Der erstgenannte Tempel, 423 v. Chr. zerstört, wurde von Eupolemus als dor. Peripteros wieder aufgebaut und mit dem von Polyklet
gefertigten Kultbilde der Hera geschmückt. Die Stadt, die sich 1202–8 im Besitze von Leo Sguros, 1208–12
in dem der Despoten von Epirus, 1212–1388 in franz., 1388–1463 mit kurzer Unterbrechung und wieder 1686–1715 in venet.
Händen befand, 1463–1686 und wieder 1716–1826 türkisch war, wurde während der griech.

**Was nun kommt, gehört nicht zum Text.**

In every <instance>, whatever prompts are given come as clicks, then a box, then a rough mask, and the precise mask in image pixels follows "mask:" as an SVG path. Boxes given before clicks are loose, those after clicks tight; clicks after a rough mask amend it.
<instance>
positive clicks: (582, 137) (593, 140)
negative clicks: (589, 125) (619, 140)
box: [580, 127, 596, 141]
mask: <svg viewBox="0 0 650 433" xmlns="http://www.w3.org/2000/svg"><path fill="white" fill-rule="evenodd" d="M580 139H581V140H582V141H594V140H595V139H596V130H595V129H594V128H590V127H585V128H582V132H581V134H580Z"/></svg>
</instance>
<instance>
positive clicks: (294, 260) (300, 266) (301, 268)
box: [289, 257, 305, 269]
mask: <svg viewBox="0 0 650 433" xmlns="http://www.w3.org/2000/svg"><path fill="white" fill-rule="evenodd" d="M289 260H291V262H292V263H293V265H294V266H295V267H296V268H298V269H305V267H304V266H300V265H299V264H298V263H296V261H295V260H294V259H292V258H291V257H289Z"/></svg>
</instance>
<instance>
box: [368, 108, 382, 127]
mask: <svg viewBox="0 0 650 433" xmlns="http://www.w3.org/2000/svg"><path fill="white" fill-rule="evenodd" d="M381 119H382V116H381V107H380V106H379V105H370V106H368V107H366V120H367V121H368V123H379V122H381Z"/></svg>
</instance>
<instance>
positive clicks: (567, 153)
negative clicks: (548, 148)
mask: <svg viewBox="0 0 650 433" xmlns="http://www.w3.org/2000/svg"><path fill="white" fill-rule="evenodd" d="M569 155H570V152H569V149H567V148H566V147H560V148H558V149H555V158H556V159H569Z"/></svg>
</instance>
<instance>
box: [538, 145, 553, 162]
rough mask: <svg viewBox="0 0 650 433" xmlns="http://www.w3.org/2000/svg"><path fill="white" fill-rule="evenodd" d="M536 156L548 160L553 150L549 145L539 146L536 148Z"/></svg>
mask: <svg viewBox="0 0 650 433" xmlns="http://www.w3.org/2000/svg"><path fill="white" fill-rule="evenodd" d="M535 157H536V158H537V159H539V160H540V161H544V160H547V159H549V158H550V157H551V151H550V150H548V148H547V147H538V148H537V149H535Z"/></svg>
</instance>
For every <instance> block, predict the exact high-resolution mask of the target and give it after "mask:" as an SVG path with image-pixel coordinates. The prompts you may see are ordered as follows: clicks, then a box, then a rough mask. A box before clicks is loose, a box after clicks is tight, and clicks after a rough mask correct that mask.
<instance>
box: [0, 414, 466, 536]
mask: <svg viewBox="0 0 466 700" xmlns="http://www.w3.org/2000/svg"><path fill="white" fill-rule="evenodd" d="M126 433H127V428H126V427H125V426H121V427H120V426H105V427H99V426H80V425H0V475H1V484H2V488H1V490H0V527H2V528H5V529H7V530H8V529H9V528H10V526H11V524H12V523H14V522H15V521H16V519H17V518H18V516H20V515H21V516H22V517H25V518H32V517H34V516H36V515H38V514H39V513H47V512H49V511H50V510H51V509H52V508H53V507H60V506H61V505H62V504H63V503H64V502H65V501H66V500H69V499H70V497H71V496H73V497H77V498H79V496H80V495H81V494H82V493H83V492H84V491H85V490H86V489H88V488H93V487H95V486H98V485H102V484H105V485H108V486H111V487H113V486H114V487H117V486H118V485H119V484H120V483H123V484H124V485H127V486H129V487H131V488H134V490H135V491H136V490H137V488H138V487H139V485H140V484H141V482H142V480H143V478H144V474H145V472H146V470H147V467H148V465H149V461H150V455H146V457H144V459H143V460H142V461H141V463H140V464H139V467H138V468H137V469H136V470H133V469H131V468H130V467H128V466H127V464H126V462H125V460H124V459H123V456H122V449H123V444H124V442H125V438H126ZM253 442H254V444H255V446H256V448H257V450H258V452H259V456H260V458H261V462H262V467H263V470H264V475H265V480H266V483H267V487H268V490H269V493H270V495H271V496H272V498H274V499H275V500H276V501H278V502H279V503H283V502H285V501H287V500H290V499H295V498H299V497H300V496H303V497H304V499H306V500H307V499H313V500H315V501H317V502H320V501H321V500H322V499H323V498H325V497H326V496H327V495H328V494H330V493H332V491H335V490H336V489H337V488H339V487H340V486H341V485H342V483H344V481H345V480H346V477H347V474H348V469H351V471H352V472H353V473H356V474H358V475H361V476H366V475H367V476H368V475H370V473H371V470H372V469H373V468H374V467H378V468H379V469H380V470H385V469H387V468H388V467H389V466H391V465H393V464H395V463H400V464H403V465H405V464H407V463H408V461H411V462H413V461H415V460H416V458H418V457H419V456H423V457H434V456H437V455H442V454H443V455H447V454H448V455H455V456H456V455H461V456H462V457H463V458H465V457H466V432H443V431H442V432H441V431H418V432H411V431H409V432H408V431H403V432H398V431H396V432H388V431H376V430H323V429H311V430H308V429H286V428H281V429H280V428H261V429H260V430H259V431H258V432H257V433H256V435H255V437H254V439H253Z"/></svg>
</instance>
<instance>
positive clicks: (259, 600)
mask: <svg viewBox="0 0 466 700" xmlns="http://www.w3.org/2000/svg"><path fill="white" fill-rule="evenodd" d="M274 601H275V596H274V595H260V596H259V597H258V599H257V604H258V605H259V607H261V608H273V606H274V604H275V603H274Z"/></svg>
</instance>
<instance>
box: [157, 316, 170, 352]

Freiheitskämpfe mehrmals verwüstet (namentlich 1822 und 1831), erholte sich jedoch wieder. – Argos zählt
(1889) 9814 E., ist Hauptort der gleichnamigen Eparchie, Station der Eisendahn Korinth-Argos-Nauplia und Argos-Myli und hat eine
Sammlung von Altertümern, besonders aus dem Horäum. –
Vgl. Schneiderwirth, Geschichte des dorischen Argos (Tl. 1 u. 2, Heiligenst.
1865–66).
(Argus), genannt Panoptes, d. i. der Allsehende, Sohn des Agenor oder Inachos, nach der Sage
ein mit vielen Augen begabter Riese. Er tötete einen gewaltigen Ochsen, der Arkadien verwüstete und erwürgte die Schlange
Echidna (s. d.), später wurde er von der Hera zum Wächter der Io (s. d.) bestellt. Hermes tötete ihn durch einen Steinwurf
oder hieb ihm, nachdem er ihn durch sein Flötenspiel eingeschläfert hatte, den Kopf ab. Hera verwandelte
ihn hierauf in einen Pfau oder schmückte mit seinen Augen den Pfauenschwanz.
Ursprünglich bedeutet Argos mit seinen zahllosen Augen wohl den gestirnten Himmel. Der Mythus ist außer auf Vasen namentlich
auf pompejanischen Wandgemälden dargestellt. A.’ Körper ist dort gewöhnlich ganz mit Augen übersät;
auf ältern Monumenten erscheint er bisweilen janusähnlich mit zwei Gesichtern, wie er denn nach einigen sehr alten Überlieferungen
ein drittes Auge auf dem Nacken hatte. –
Vgl. Max Mayer, Giganten und Titanen (Berl. 1887).
– Argos hieß auch der Erbauer des Schiffs der Argonauten (s. d.).